Ibu sudah tidak berdandan menor dan berbaju ketat lagi. Tapi berhijab dan berpakaian tertutup khas ibu-ibu Muslimat kampung. Ia sendiri bahkan yang meminta saya bantu-bantu di warung. Jadi kalau malam saya bantu jualan, biasanya sampai jam 12 malam. Lalu pagi sampai sore saya sekolah.
Pelanggan ibu tak berubah, kebanyakan dari sopir-sopir truk yang rehat dari perjalanan. Beberapa kali ada sopir yang bertanya, “Nggak ada pangkon, Bu?”. Ibu saya memohon maaf, menjelaskan kalau warungnya adalah warung kopi biasa. Si sopir hanya mengangguk, duduk, lalu memesan segelas kopi sembari mencomot beberapa potong gorengan.
Syukurnya, perubahan itu tidak banyak berpengaruh pada pemasukan ibu waktu itu.
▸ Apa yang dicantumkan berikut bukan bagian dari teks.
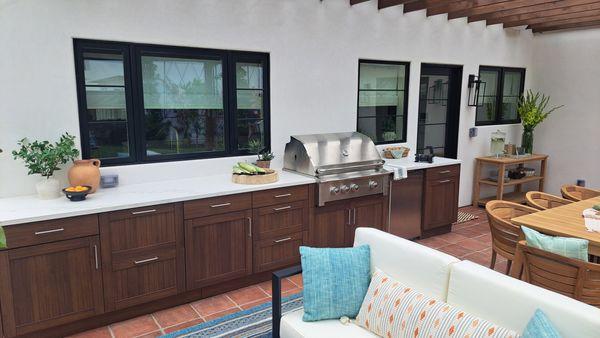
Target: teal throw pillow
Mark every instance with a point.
(540, 326)
(335, 281)
(565, 246)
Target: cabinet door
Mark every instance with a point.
(218, 248)
(330, 225)
(142, 254)
(367, 212)
(49, 285)
(440, 203)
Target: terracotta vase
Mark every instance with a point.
(85, 172)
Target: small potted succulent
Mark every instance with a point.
(43, 158)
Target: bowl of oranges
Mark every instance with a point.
(77, 193)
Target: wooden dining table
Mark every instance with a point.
(565, 221)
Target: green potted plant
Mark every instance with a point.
(43, 158)
(532, 108)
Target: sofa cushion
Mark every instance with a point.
(425, 269)
(335, 281)
(576, 248)
(392, 309)
(292, 326)
(510, 303)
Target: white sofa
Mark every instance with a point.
(478, 290)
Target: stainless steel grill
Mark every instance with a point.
(346, 165)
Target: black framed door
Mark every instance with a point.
(439, 109)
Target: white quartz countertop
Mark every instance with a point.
(409, 163)
(25, 209)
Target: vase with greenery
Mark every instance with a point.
(43, 158)
(533, 110)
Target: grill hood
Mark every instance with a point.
(335, 153)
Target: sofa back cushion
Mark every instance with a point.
(391, 309)
(511, 303)
(413, 264)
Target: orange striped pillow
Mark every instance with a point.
(391, 309)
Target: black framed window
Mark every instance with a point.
(503, 87)
(148, 103)
(383, 100)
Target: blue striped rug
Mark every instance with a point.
(254, 322)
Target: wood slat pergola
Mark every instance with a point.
(537, 15)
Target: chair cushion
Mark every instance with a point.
(510, 303)
(425, 269)
(392, 309)
(565, 246)
(292, 326)
(540, 326)
(335, 281)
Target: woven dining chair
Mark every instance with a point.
(571, 277)
(577, 193)
(505, 235)
(543, 201)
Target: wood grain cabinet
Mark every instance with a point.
(50, 284)
(440, 200)
(142, 254)
(218, 248)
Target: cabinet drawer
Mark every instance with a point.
(441, 173)
(280, 195)
(275, 253)
(50, 231)
(217, 205)
(280, 219)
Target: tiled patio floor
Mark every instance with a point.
(470, 240)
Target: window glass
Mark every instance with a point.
(183, 105)
(106, 107)
(381, 101)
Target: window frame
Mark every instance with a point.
(500, 94)
(134, 97)
(406, 64)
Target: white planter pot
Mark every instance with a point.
(48, 188)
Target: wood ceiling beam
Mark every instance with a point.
(526, 12)
(496, 7)
(591, 10)
(568, 26)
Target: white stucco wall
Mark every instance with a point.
(566, 68)
(314, 50)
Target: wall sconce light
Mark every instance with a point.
(476, 88)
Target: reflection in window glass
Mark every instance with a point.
(249, 103)
(105, 105)
(183, 104)
(381, 101)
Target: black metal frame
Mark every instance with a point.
(276, 294)
(500, 94)
(132, 54)
(405, 91)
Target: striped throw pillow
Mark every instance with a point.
(391, 309)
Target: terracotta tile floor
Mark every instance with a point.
(470, 240)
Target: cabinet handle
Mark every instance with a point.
(220, 205)
(143, 212)
(49, 231)
(96, 256)
(146, 260)
(249, 226)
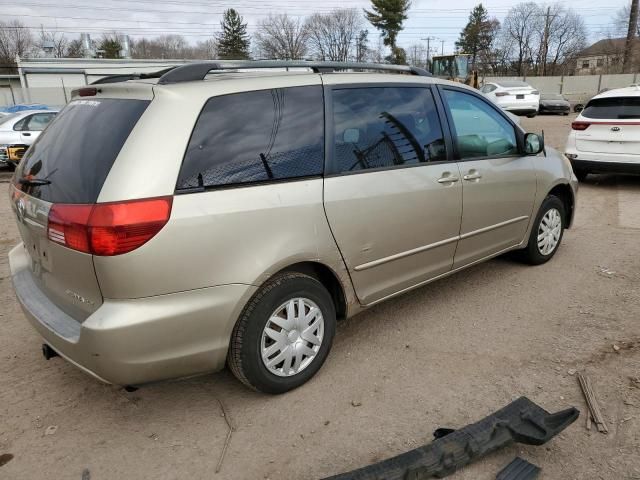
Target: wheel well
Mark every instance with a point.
(329, 280)
(564, 193)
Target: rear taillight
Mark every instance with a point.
(108, 228)
(580, 125)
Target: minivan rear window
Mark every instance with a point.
(78, 148)
(616, 108)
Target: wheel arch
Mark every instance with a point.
(564, 192)
(329, 280)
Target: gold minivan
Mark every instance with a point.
(231, 212)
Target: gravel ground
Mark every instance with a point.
(444, 355)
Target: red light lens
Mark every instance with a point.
(580, 125)
(108, 228)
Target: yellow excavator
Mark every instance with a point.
(456, 68)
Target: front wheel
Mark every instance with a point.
(284, 334)
(546, 233)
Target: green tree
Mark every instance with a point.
(233, 41)
(388, 17)
(478, 35)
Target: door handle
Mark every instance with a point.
(448, 179)
(472, 176)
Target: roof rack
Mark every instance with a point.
(199, 70)
(123, 77)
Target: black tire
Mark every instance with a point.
(244, 357)
(531, 254)
(581, 175)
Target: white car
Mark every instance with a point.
(22, 128)
(513, 96)
(605, 137)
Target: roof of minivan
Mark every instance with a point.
(620, 92)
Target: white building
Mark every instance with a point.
(50, 80)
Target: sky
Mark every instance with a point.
(439, 20)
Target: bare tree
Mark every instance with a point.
(15, 40)
(417, 55)
(566, 37)
(281, 37)
(332, 36)
(55, 42)
(521, 27)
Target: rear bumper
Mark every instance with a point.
(131, 342)
(605, 167)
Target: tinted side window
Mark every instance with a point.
(613, 108)
(19, 126)
(256, 137)
(385, 126)
(480, 131)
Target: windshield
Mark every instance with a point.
(613, 108)
(75, 153)
(551, 96)
(7, 118)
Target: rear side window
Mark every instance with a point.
(255, 137)
(613, 108)
(78, 149)
(383, 127)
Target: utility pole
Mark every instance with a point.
(631, 33)
(428, 39)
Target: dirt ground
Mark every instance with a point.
(446, 354)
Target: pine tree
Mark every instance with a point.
(388, 17)
(233, 41)
(478, 35)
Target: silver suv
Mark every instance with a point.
(218, 215)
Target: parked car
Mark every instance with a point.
(554, 103)
(514, 96)
(21, 128)
(605, 137)
(276, 204)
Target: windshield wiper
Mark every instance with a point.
(34, 182)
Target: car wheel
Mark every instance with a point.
(581, 175)
(284, 334)
(546, 233)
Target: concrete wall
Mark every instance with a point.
(579, 88)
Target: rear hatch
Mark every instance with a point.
(64, 171)
(609, 125)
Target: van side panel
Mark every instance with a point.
(228, 236)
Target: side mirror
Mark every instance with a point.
(351, 135)
(533, 144)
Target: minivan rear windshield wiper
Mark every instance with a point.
(34, 182)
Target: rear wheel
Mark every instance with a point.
(284, 334)
(546, 233)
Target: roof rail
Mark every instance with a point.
(123, 77)
(199, 70)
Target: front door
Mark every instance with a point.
(498, 183)
(392, 199)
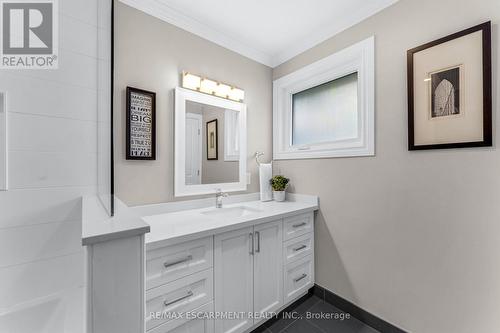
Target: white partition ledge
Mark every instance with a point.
(98, 227)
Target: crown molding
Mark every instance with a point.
(166, 13)
(170, 15)
(326, 33)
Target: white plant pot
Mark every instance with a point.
(279, 195)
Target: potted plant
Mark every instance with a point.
(279, 185)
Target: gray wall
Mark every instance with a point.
(151, 54)
(413, 237)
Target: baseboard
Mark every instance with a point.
(289, 308)
(357, 312)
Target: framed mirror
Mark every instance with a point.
(210, 144)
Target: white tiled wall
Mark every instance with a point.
(52, 162)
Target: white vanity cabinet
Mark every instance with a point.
(257, 269)
(234, 269)
(248, 274)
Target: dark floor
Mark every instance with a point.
(314, 306)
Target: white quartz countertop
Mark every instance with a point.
(189, 224)
(99, 227)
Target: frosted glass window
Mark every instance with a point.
(326, 113)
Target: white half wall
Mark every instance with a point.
(52, 154)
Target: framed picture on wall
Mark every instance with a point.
(141, 124)
(212, 141)
(449, 91)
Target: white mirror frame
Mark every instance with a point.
(180, 188)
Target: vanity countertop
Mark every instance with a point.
(190, 224)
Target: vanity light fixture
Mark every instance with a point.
(211, 87)
(222, 90)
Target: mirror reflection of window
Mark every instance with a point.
(212, 144)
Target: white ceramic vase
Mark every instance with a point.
(279, 196)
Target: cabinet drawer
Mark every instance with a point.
(189, 325)
(299, 277)
(180, 296)
(298, 248)
(295, 226)
(170, 263)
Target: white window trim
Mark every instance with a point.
(358, 58)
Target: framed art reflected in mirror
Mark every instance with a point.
(449, 91)
(212, 140)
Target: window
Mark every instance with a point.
(327, 108)
(326, 113)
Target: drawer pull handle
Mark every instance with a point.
(257, 234)
(300, 248)
(252, 249)
(189, 294)
(303, 276)
(169, 264)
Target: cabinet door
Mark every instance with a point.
(233, 265)
(202, 324)
(268, 267)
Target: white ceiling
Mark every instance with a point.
(268, 31)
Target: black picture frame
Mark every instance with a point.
(487, 141)
(216, 140)
(152, 95)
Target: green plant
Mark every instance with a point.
(279, 183)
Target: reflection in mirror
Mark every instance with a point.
(212, 144)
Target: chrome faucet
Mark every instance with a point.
(218, 197)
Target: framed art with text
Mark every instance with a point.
(141, 124)
(449, 91)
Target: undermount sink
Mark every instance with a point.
(230, 212)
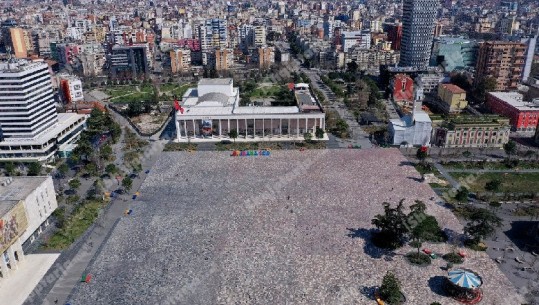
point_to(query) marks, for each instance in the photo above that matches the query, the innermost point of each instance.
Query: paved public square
(291, 228)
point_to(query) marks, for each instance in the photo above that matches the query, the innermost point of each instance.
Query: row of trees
(396, 227)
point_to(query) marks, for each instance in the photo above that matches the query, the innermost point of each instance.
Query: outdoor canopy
(464, 278)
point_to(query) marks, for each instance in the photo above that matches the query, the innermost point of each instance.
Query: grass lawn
(266, 91)
(511, 182)
(120, 90)
(80, 221)
(180, 147)
(490, 165)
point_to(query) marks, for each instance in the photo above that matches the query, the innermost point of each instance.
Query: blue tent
(464, 278)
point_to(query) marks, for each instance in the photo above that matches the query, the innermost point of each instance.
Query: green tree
(462, 194)
(110, 169)
(462, 81)
(493, 185)
(391, 224)
(91, 169)
(352, 67)
(422, 154)
(510, 148)
(319, 133)
(63, 169)
(34, 169)
(127, 183)
(482, 223)
(74, 184)
(390, 290)
(233, 134)
(105, 152)
(10, 168)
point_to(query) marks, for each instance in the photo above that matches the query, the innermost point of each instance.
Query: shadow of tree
(415, 179)
(368, 291)
(406, 163)
(368, 247)
(454, 237)
(436, 285)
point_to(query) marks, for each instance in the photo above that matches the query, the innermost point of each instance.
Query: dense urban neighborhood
(278, 152)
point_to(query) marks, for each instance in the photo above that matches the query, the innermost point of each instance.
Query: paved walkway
(480, 171)
(73, 262)
(357, 135)
(99, 234)
(25, 278)
(454, 183)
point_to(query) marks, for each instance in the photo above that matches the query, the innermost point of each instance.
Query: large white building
(413, 129)
(26, 203)
(30, 128)
(212, 109)
(361, 39)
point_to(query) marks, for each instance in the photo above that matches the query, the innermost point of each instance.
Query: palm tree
(233, 134)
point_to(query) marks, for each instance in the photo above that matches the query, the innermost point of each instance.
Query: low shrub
(453, 258)
(420, 259)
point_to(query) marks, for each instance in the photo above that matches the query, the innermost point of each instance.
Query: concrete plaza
(22, 281)
(291, 228)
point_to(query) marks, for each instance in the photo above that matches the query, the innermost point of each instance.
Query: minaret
(418, 99)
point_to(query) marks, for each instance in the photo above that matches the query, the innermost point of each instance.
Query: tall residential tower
(419, 21)
(30, 127)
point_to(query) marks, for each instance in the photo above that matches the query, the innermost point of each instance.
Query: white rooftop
(64, 121)
(215, 81)
(516, 100)
(219, 97)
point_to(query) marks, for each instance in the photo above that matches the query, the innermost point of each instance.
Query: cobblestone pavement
(286, 229)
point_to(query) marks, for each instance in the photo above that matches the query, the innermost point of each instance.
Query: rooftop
(19, 65)
(18, 189)
(453, 88)
(65, 120)
(215, 81)
(516, 100)
(215, 229)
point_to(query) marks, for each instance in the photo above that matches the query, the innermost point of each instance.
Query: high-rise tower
(419, 21)
(26, 101)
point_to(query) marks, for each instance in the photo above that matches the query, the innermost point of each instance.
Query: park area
(291, 228)
(510, 182)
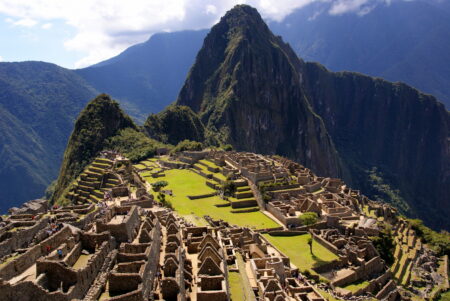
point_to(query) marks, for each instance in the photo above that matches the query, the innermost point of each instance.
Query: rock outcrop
(246, 89)
(101, 119)
(402, 132)
(175, 124)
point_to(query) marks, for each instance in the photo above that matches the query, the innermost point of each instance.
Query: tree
(310, 244)
(308, 218)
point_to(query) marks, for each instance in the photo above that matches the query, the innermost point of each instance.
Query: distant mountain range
(407, 41)
(38, 105)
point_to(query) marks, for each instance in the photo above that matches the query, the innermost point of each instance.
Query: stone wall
(21, 238)
(23, 262)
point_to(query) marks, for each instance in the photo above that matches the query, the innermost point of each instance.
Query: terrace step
(244, 195)
(104, 161)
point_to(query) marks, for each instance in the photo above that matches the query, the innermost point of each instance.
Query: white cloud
(104, 28)
(360, 7)
(25, 22)
(47, 26)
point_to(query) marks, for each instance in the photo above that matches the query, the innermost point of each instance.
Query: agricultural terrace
(184, 183)
(297, 249)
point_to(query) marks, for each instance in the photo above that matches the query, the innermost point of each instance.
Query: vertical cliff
(246, 89)
(402, 132)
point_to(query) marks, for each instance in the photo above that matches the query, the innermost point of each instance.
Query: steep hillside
(175, 124)
(101, 120)
(38, 104)
(246, 89)
(404, 41)
(405, 134)
(147, 77)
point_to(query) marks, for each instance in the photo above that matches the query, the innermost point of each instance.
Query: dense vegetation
(381, 191)
(175, 124)
(134, 144)
(308, 218)
(38, 104)
(147, 77)
(187, 145)
(439, 242)
(100, 120)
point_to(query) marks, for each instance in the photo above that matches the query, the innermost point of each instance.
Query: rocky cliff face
(175, 124)
(101, 119)
(405, 134)
(246, 89)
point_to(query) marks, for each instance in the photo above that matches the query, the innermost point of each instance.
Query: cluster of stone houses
(114, 242)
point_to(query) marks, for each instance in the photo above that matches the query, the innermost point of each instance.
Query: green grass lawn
(355, 286)
(184, 182)
(445, 296)
(209, 163)
(297, 249)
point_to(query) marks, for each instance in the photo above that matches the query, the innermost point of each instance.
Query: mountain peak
(243, 16)
(246, 88)
(101, 119)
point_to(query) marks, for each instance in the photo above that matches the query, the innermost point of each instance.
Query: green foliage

Warung ibu tetap jadi jujukan karena menawarkan harga murah.
Pertanyaan yang tak pernah sampai pada ibu tentang warung kopi pangku
Selepas lulus SMK, saya langsung bekerja berpindah-pindah. Sementara ibu masih membuka warungnya di pinggiran jalan pantura.
Ada satu pertanyaan yang mengganjal di benak saya seiring beranjak dewasa: “Apa yang ibu lakukan dulu ketika menjadi penjual kopi pangku di pinggiran jalan pantura?”
Tapi pertanyaan itu tak pernah bisa saya utarakan padanya. Meski saya tahu belaka, dari hasil menggali informasi sana-sini, bahwa aktivitas di kopi pangku lebih dari sekadar menyeduh kopi.
Tiap membayangkan ibu, kadang ada perasaan sesak yang aneh di dada. Namun, bersamaan dengan itu, juga muncul perasaan: Betapa dari pekerjaan yang dianggap kotor itu, ibu berupaya keras menghidupi dan menyekolahkan saya.
Liputan ini diolah dari hasil wawancara dengan Jaya (26), bukan nama sebenarnya, yang membagikan ingatan-ingatannya tentang sang ibu dan informasi masa kecil yang ia kumpulkan dari beberapa orang. Wawancara berlangsung pada Rabu (28/10/2025).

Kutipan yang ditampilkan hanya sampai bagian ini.